Pour commencer, ils ont été pensés et réalisés par des personnes formées dans la dernière partie du XXe siècle et qui ont consolidé leur poétique au XXIe. Pour ce faire, ils combinent des pratiques et des stratégies de pensée et de création classiques et analogiques avec les outils et les formes de production et de circulation numériques, virales et très complexes. En ce moment, le danseur Galván joue le rôle de Tiresias dans Infamous Offspring , de Wim Vandekeybus , projeté tout au long du spectacle sur un écran.
Les avant-gardes artistiques du XXIe siècle se considèrent comme une recherche en équipe, presque toujours le dialogue entre artistes et professionnels de disciplines connexes, comme d'autres langages artistiques, le graphisme ou l'intelligence artificielle, souvent avec des conseillers technologiques et scientifiques. Ils sont collaboratifs, transversaux, transfrontaliers, fluides. Même les métiers anciens, comme le flamenco ou le dessin, dialoguent avec le design et l'architecture dans une touche contemporaine.

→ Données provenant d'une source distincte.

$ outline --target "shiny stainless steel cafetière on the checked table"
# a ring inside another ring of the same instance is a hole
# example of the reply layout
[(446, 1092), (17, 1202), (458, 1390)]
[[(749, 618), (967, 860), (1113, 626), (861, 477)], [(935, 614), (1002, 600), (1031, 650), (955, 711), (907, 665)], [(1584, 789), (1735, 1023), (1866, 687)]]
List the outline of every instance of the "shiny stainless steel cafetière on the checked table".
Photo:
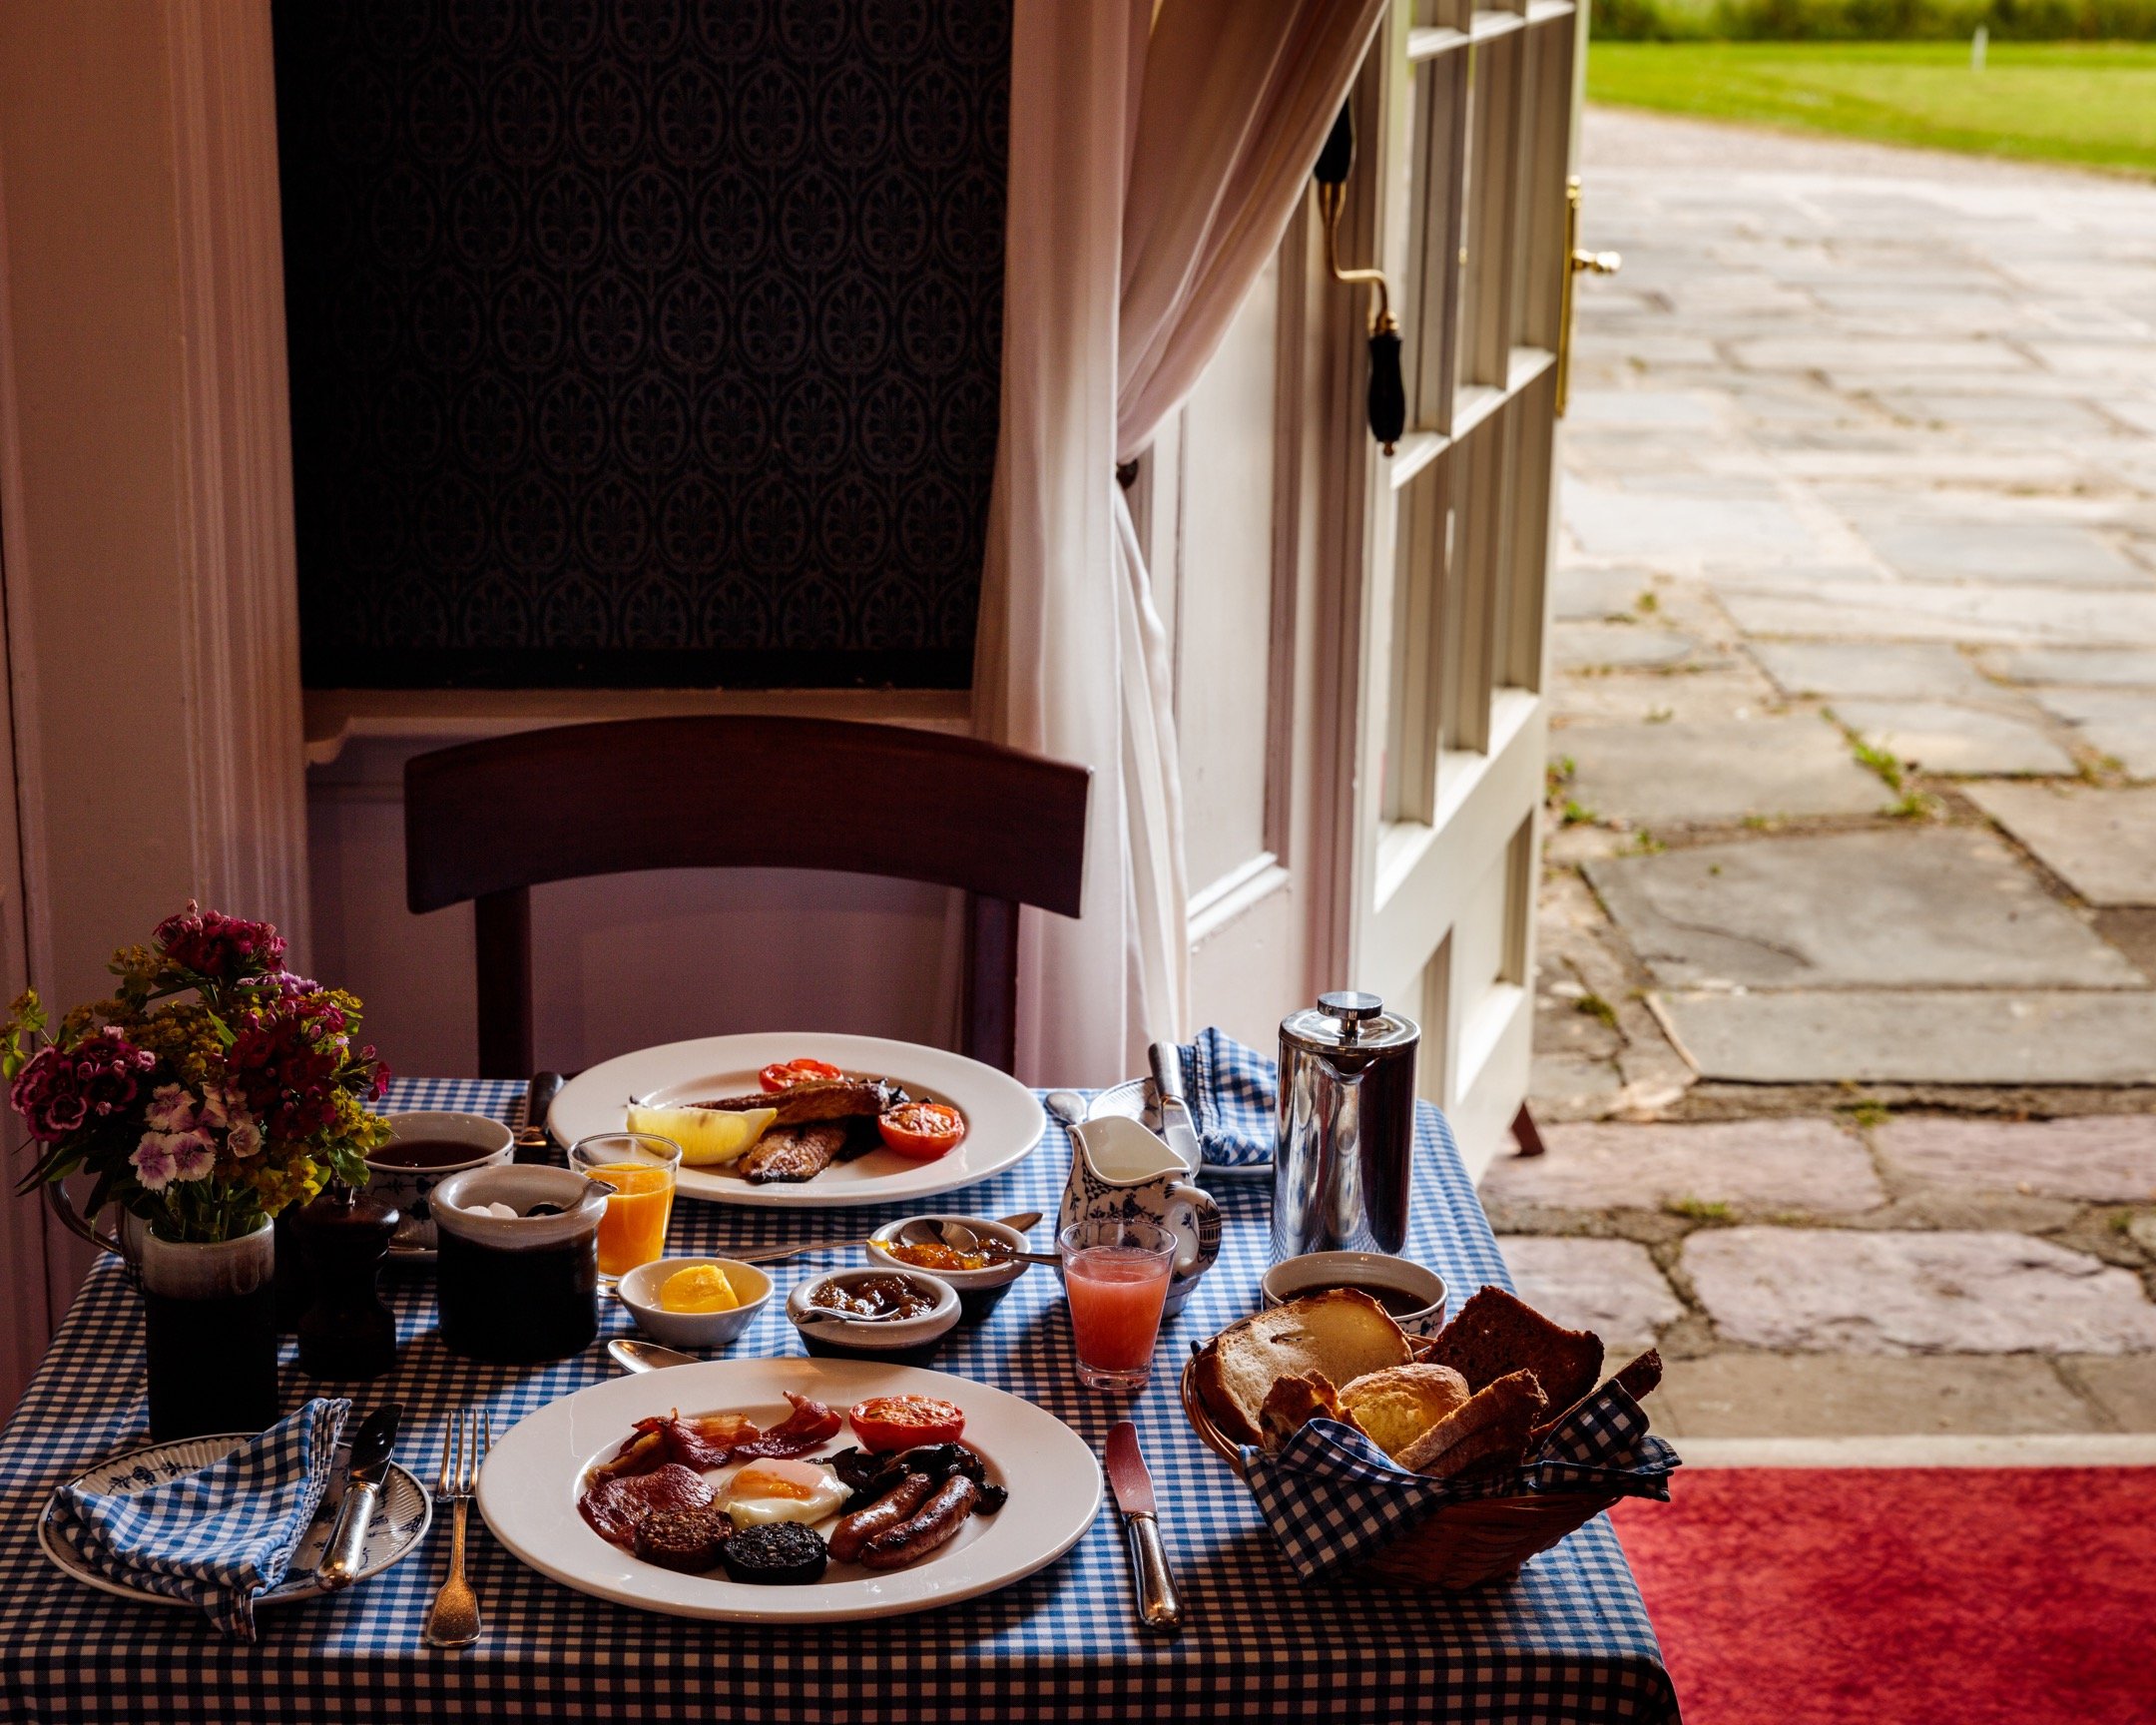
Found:
[(1408, 1244), (1414, 1050), (1423, 1033), (1376, 994), (1319, 994), (1281, 1020), (1272, 1259)]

Son cadre ou son champ d'exécution ou d'exposition transcende les habituels : la bande dessinée déborde de l'objet livre dans la boîte ou le jeu ; la réception de la danse ou de la musique se mondialise grâce à Netflix ou Spotify ; des macrostructures constituées d'écrans et d'autres matériaux sont érigées ; l'artiste résident sent qu'il peut travailler à l'échelle mondiale ; et l'œuvre représente même l'univers ou est envoyée à bord d'une sonde ou d'un satellite vers l'espace.

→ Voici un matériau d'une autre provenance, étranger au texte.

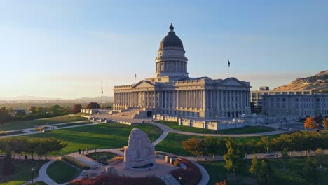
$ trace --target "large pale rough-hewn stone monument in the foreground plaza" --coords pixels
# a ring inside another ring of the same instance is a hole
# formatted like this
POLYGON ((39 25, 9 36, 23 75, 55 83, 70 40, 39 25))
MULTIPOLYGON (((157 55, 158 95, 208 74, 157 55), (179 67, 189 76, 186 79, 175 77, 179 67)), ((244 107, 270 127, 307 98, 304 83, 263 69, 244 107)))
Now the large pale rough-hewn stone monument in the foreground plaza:
POLYGON ((134 128, 130 132, 128 147, 124 151, 124 170, 149 170, 156 167, 155 146, 145 132, 134 128))

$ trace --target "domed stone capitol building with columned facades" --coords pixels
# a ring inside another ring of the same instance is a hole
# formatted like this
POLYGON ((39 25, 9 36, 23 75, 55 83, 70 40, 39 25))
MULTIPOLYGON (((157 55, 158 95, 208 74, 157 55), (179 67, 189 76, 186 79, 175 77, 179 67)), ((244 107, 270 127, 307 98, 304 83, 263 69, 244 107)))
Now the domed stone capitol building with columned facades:
POLYGON ((192 78, 182 41, 170 26, 160 42, 155 76, 132 85, 114 86, 114 111, 190 118, 250 115, 250 82, 236 78, 192 78))

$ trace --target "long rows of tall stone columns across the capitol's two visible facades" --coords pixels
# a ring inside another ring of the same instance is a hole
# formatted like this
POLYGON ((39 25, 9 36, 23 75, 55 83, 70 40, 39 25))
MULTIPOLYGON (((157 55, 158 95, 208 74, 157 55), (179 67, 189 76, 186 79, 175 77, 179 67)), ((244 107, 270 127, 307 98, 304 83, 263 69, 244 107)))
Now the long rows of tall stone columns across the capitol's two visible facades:
POLYGON ((114 93, 114 104, 165 109, 235 110, 250 108, 248 90, 163 90, 114 93), (158 99, 158 97, 160 97, 158 99), (158 101, 159 100, 159 101, 158 101))

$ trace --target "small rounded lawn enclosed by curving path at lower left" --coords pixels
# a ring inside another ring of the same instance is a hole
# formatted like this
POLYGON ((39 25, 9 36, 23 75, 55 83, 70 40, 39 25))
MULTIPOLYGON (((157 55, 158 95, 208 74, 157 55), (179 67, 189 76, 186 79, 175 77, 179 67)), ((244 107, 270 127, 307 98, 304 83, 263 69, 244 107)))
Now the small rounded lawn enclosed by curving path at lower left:
POLYGON ((53 181, 58 184, 75 179, 80 172, 81 170, 71 167, 71 165, 68 165, 60 160, 55 161, 47 168, 47 174, 50 179, 53 179, 53 181))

Mais non seulement ils dépassent les limites spatiales de la tradition, mais ils font de même avec les limites temporelles. Leurs archéologies parcourent de manière médico-légale les strates du XXe siècle et remontent plus loin, remontant l'histoire occidentale et le sud global, à la recherche de concepts, de technologies, de sagesses anciennes voire ancestrales, ou en plongeant dans les époques géologiques et les temps profonds. Mais ils s’intéressent aussi, à travers des stratégies de fiction spéculative et de conception de futurs, à l’horizon de l’Anthropocène, aux formes possibles du futur (comme l’Afrofuturisme).

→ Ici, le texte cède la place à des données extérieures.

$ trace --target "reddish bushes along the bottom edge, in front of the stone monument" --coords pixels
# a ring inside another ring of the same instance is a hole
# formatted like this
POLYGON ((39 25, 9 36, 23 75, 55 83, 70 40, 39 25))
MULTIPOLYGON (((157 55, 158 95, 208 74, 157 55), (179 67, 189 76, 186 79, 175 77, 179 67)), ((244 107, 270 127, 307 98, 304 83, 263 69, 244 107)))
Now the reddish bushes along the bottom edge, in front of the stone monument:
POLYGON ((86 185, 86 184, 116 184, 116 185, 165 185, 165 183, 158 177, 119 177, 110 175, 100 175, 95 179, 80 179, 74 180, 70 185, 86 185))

Les matériaux les plus anciens - comme la craie ou la corde, dans le cas de Galváno Molina, comme le sable ou la boue chez Kate Paterson ou Francis Kéré - dialoguent, souvent dans le cadre d'une même proposition, avec de nouveaux matériaux synthétiques, bio-inspirés, imprimés en 3D. matériaux. Mais il ne s’agit jamais uniquement de projets physiques. Ils sont également théoriques et conscients d’eux-mêmes. Ils évoluent entre le théâtre ou le musée, le centre de recherche et l'académie. Parmi ses matériaux intellectuels figurent l’artisanat extrême, l’écologie, la mémoire et la science-fiction.
C'est pourquoi il n'est pas étrange de voir dans les catalogues et volumes publiés dans l'orbite de ces projets les signatures du neurobotaniste Stefano Mancuso , de la technologue Katie Crawford , de l'écrivain Ted Chiang , des philosophes Bruno Latour, Donna Haraway, Emanuele. Coccia ou Yuk Hui . Avec leurs livres et leurs interventions, ils ont créé le cadre conceptuel dans lequel s'insèrent les nouveaux récits et les nouveaux arts, dans lequel l'humain et le non-humain, le matériel et le spirituel, l'ultralocal et le cosmique, le très ancien et le une bibliothèque de futurs à révéler.